Way back in those days, cell phones weren't handed out to kids like candy on Halloween.  As such, we had pay phones in a few of the hallways. 

One day, while I was home in bed, wondering what terrible thing had decided to lay eggs in my stomach, (seriously, I'd make up HORRIBLE stories in my head as to why I was ill) I received a call from a close friend.  I don't remember how old we were, but it was definitely during high school. 

I remember my mother handing me the phone.  Groggy, I asked, "hello?"

On the other line was my hysterical and terrified friend with only, "HOW DO YOU SPELL OF???"

I blinked a few times, trying to process what I had just been asked.  After all, the girl on the other end of the line was brilliant.  She was probably going to be a doctor or a lawyer or something.  She didn't actually wind up either of those, but either way, "of" should not have been a big deal.

Finally, I answered, "you mean...  O.  F.?"

"YES!"  She hung up.  Later, I learned that she had second guessed herself into wondering if "of" was spelled "ov" or "ove" or "uhve"  ...It got complicated. 
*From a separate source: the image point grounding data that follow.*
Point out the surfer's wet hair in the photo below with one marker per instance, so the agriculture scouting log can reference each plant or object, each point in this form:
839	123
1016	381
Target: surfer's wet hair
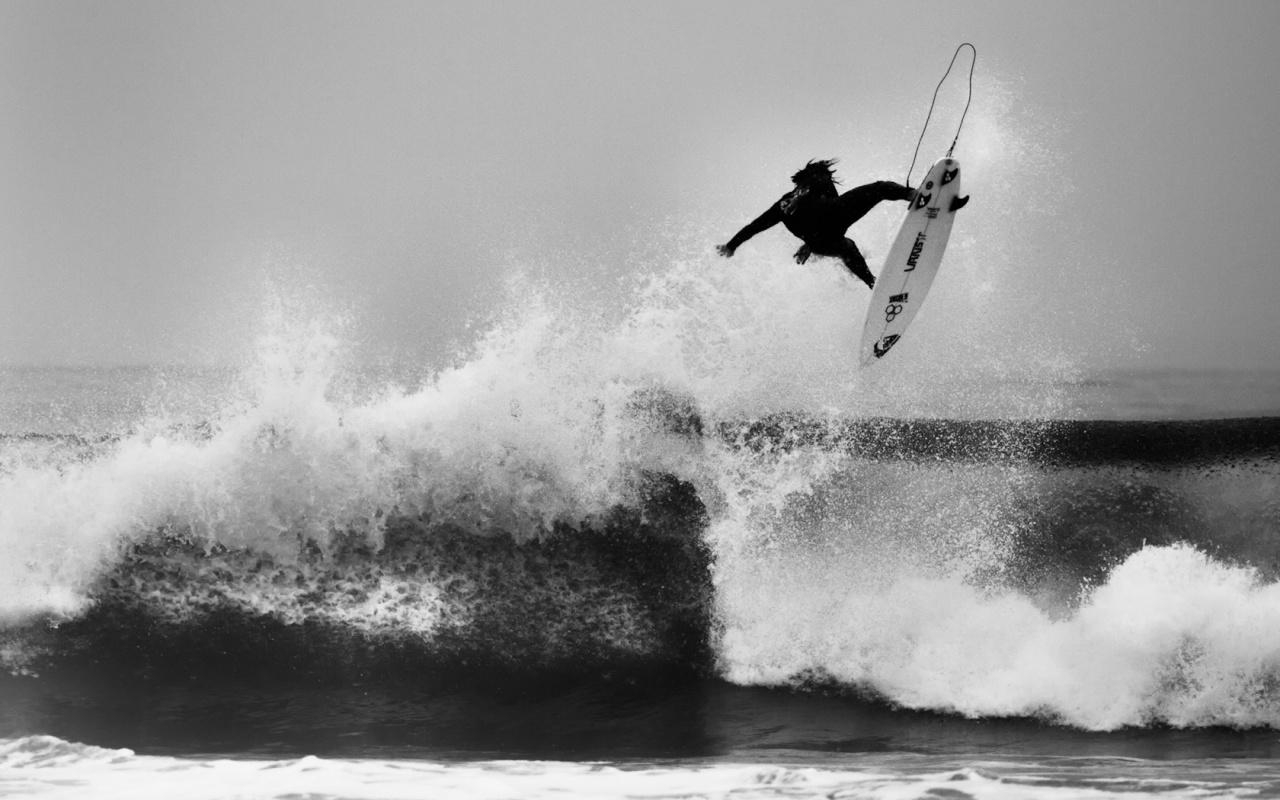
816	172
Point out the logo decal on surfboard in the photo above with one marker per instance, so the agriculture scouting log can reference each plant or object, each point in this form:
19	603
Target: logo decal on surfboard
881	347
915	251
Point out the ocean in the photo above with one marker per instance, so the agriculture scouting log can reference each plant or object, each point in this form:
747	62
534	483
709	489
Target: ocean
671	554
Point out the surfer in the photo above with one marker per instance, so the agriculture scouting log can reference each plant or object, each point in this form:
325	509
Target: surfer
819	215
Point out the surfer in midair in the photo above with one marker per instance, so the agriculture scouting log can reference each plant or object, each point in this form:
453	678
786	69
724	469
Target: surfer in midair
819	215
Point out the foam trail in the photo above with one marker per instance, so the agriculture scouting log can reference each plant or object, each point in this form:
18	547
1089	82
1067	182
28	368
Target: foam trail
1173	636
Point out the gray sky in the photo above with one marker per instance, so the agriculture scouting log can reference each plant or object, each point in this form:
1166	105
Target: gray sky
163	159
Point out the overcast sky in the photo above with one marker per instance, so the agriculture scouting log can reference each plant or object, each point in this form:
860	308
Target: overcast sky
160	159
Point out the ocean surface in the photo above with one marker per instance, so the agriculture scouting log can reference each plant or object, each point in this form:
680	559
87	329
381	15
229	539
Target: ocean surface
639	558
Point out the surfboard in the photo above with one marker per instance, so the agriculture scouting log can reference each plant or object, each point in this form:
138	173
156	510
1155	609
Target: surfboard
913	261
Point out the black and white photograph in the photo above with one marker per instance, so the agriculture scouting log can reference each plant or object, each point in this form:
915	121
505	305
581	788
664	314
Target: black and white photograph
718	400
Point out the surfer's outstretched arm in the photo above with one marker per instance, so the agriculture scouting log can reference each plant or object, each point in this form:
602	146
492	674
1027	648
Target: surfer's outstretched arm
759	224
858	201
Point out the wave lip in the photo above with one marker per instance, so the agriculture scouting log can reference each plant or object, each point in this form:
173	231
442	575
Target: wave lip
1047	442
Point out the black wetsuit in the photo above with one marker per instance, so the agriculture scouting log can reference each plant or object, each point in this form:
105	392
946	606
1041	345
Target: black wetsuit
819	218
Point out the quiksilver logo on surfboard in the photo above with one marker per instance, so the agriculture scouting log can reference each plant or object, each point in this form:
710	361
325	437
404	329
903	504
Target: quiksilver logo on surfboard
915	251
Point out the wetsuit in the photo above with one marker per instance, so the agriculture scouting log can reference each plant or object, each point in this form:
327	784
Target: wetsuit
818	216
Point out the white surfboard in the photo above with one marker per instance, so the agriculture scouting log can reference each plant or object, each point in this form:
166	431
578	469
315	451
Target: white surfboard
913	261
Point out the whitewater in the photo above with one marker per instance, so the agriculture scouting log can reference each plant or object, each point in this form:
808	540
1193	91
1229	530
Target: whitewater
673	545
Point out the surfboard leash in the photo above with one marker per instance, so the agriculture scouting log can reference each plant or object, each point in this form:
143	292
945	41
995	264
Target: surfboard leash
972	64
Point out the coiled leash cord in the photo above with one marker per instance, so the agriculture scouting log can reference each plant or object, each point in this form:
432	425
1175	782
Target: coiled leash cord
936	100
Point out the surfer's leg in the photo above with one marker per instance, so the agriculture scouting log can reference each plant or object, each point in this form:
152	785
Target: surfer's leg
856	264
854	204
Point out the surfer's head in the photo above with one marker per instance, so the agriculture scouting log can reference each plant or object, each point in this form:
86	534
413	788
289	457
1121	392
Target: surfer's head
816	174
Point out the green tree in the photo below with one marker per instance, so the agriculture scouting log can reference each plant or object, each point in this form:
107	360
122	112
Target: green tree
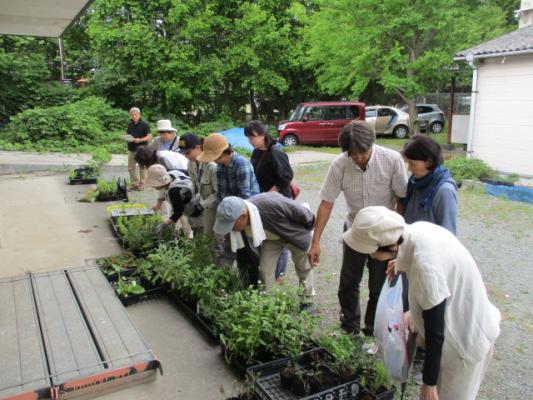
403	45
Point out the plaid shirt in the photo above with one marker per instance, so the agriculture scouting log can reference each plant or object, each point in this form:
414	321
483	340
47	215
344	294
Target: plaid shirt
384	180
236	179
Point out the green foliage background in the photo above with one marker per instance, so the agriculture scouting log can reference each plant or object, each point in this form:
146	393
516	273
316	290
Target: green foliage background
204	64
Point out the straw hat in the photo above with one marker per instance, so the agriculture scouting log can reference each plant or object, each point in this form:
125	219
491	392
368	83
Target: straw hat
214	146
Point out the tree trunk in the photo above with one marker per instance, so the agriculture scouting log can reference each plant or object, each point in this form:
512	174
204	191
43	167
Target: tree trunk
414	128
255	113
Many people have had the experience of (ha, "of") thinking or saying a word so many times, that the word loses it's meaning or just no longer sounds right.  This is essentially what she had done.  Rather than consult a teacher or another student and possibly face ridicule, I suppose it was only natural that she call her half-dying friend.  I was so drugged up and mostly incoherent that it may have been safe to assume that I would not remember this incident the next day.  Well, I remembered.  ...and then I wrote a blog about it.